Self-defense was not her reason for boxing, Hardy said. She could always scrap. What girl growing up in a low-income part of Brooklyn can’t? Training in kickboxing and boxing had nothing to do with her interactions with other people and everything to do with her relationship with herself.
“I’m very vocal that boxing really changed my life and it gave me a different kind of confidence and a different way to feel strong,” Hardy said. “But not in the physical sense that you think of. For me, it came not because I got physically stronger, but I got mentally stronger. But I learned through boxing, the discipline of kickboxing, martial arts what I can put my body through and what I could withstand. I felt stronger because I knew what I could do myself. Not necessarily that I could defend myself, but I knew what I was capable of enduring.”
Hardy, 34, is known now as one of the most popular female boxers in the country. Her bout with Shelly Vincent last August aired on NBC Sports Network. Women’s boxing is a rarity on national television and Hardy, who is 20-0 boxing, is helping open the door for females in that sport.
“The Heat” is dipping her toe now into MMA and is being supported in that decision by her boxing promoter Lou DiBella. Boxing was hit a stiff blow in New York last year when the state added a $1 million traumatic brain injury insurance policy for promoters as part of the bill legalizing MMA. After Sept. 1, all New York boxing cards in 2016 were canceled. Things are looking a little better in 2017, but the sport is nowhere near as healthy there as it used to be.
Hardy said she’s making more money for this fight against Alice Yauger for Bellator than in any of her boxing matches. Women’s MMA fighters, on average, make far more money than female boxers and women like Ronda Rousey, Miesha Tate and Holly Holm, another boxing convert, have pulled in serious purses.
As a single mother, finances are a major consideration.

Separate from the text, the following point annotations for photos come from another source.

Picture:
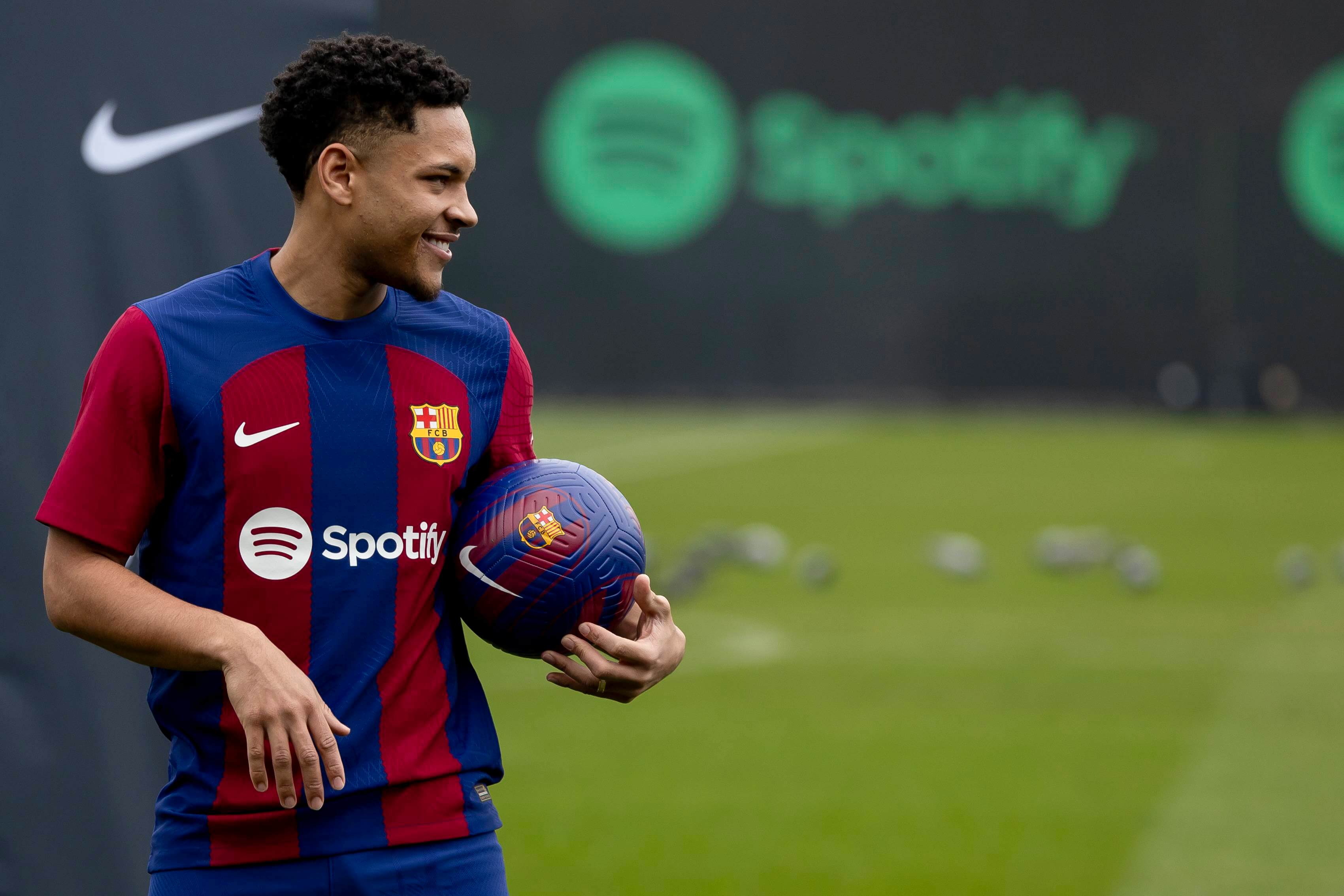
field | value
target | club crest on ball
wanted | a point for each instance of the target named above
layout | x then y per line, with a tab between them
539	530
435	433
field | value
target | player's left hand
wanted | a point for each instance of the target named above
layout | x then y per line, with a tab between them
641	661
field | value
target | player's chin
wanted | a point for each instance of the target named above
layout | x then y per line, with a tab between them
425	287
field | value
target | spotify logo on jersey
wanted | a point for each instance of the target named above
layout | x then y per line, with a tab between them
276	543
639	147
1312	155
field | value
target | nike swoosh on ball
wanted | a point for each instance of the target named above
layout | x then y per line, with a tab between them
466	556
111	154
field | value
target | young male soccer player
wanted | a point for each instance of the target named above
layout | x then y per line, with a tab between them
228	422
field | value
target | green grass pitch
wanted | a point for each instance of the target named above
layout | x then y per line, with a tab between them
905	733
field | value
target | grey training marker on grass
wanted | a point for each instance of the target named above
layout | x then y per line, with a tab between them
958	554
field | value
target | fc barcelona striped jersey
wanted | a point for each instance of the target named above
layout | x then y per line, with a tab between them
302	475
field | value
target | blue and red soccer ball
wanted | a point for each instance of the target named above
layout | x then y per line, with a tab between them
541	547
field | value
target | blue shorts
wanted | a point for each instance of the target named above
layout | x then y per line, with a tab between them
464	867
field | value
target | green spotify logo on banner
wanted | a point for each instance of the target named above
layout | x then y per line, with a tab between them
1312	155
639	147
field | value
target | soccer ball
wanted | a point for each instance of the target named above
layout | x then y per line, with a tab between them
541	547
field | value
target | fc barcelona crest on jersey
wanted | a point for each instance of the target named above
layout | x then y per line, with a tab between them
539	530
436	434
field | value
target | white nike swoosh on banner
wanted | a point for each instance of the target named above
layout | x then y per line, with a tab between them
111	154
244	440
466	556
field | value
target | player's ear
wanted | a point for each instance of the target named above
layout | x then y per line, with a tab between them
334	171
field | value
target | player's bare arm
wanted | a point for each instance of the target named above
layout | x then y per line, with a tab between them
646	648
92	594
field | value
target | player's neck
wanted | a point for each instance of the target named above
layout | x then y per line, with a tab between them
318	276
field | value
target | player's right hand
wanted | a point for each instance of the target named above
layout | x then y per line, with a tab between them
277	703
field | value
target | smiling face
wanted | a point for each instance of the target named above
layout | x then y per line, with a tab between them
411	205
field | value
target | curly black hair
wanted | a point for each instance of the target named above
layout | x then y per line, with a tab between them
346	89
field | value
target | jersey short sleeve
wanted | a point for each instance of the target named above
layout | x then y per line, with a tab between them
513	441
115	469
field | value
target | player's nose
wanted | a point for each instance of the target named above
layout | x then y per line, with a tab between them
463	214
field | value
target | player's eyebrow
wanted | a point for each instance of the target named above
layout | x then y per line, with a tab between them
451	168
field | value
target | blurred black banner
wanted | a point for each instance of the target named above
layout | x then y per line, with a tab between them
879	201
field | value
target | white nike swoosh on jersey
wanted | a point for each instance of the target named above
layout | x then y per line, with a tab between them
466	556
244	440
111	154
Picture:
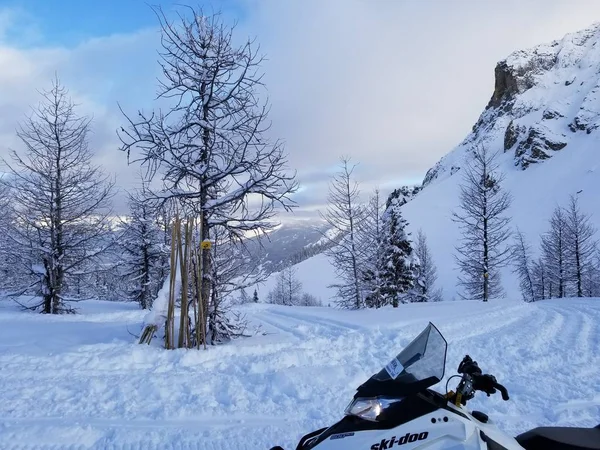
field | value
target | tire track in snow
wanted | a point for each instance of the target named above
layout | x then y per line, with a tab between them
313	319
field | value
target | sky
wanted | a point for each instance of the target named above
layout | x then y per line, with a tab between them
393	84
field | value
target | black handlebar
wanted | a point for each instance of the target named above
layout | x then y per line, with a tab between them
473	380
503	391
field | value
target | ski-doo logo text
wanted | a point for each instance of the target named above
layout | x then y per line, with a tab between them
389	443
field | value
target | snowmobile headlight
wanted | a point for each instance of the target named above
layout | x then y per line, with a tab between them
369	408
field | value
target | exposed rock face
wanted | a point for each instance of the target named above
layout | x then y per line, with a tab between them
543	99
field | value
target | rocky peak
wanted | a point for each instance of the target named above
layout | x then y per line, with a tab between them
543	98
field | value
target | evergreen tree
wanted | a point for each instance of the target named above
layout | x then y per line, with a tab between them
425	274
555	255
397	260
581	246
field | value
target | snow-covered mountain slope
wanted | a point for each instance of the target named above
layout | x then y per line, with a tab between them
542	119
80	382
290	243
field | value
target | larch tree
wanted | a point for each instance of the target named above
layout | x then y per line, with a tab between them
287	290
581	245
61	202
484	225
344	216
209	148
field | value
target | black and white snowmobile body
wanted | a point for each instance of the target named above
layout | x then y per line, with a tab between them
395	409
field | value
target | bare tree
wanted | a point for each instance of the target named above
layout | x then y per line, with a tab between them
426	273
144	253
555	255
344	215
61	201
210	147
523	267
398	261
371	238
581	245
485	227
8	260
287	290
591	277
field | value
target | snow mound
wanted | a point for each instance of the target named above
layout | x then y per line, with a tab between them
81	382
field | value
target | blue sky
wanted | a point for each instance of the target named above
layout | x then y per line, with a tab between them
393	84
68	22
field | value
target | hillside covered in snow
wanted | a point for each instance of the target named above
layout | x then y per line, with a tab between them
81	382
542	120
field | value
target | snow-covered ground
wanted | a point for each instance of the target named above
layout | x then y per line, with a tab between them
81	381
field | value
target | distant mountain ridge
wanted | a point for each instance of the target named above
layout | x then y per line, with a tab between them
544	98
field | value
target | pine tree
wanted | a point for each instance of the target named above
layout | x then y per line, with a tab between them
485	228
555	255
344	216
397	261
425	274
581	245
539	277
61	203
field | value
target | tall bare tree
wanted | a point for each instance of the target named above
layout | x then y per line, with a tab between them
371	238
344	215
482	219
582	247
61	201
209	148
555	255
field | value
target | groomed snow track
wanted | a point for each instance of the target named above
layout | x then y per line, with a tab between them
79	382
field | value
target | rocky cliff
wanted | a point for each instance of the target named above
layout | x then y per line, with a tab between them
543	97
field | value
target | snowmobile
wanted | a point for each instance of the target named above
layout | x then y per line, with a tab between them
395	409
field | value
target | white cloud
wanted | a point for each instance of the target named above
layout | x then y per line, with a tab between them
393	84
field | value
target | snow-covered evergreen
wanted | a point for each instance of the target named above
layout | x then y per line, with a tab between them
397	260
484	224
144	251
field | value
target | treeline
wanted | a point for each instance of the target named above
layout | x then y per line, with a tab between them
204	155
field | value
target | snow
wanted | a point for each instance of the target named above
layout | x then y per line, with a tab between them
80	381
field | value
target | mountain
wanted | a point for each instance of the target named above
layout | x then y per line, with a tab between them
291	243
544	99
542	119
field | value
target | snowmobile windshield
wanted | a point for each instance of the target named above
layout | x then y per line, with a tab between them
420	365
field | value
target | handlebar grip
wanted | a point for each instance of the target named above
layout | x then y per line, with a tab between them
502	390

Hardy’s other source of income is training boxers at the famed Gleason’s Gym in Brooklyn.
While she has taken to the MMA game, training at Renzo Gracie Academy and Longo And Weidman MMA on Long Island, boxing is still her primary sport. Hardy said she has just a one-fight contract with Bellator, though there are discussions to extend it.
“There are some girls in boxing I really want to fight,” Hardy said. “I’m really hoping the MMA world opens more doors for me in boxing.”
Hardy has only been training in wrestling and Brazilian jiu-jitsu for less than a year. But she’s confident — OK, very confident — heading into her mixed martial arts debut.
“I don’t want to sound like an asshole, but I’m a different breed,” Hardy said. “I’m not like everybody else. I’m a different breed. I got fighting in my blood. This sh*t just sticks with me.”
While she stays in the limelight, Hardy plans on continuing to speak out for sexual assault victims.
“As a person who people look up to,” Hardy said, “people idolize me, they want to be like me, they love what I do with my sport, I think it’s important to tell all the girls and all the young boys out there who have been in that situation, look you don’t have to be ashamed. You don’t have to be embarrassed, it happened to me, too. And look what I’m doing with my life. I’ve turned it into something positive. It’s not something that has to drag you down the way that you think.”
Hardy was 28 when she started training. She often thinks back to that first match, still new to training in striking, seven years ago on Long Island. The woman she faced had her own karate school; Hardy won anyway.
“My mother said, ‘If you were on the street and she stole your bag, would you give a sh*t what she did for a living?’” Hardy said. “That changed everything I ever thought about going in the ring.”
The difference in setting — from ring to cage — isn’t likely to alter that feeling.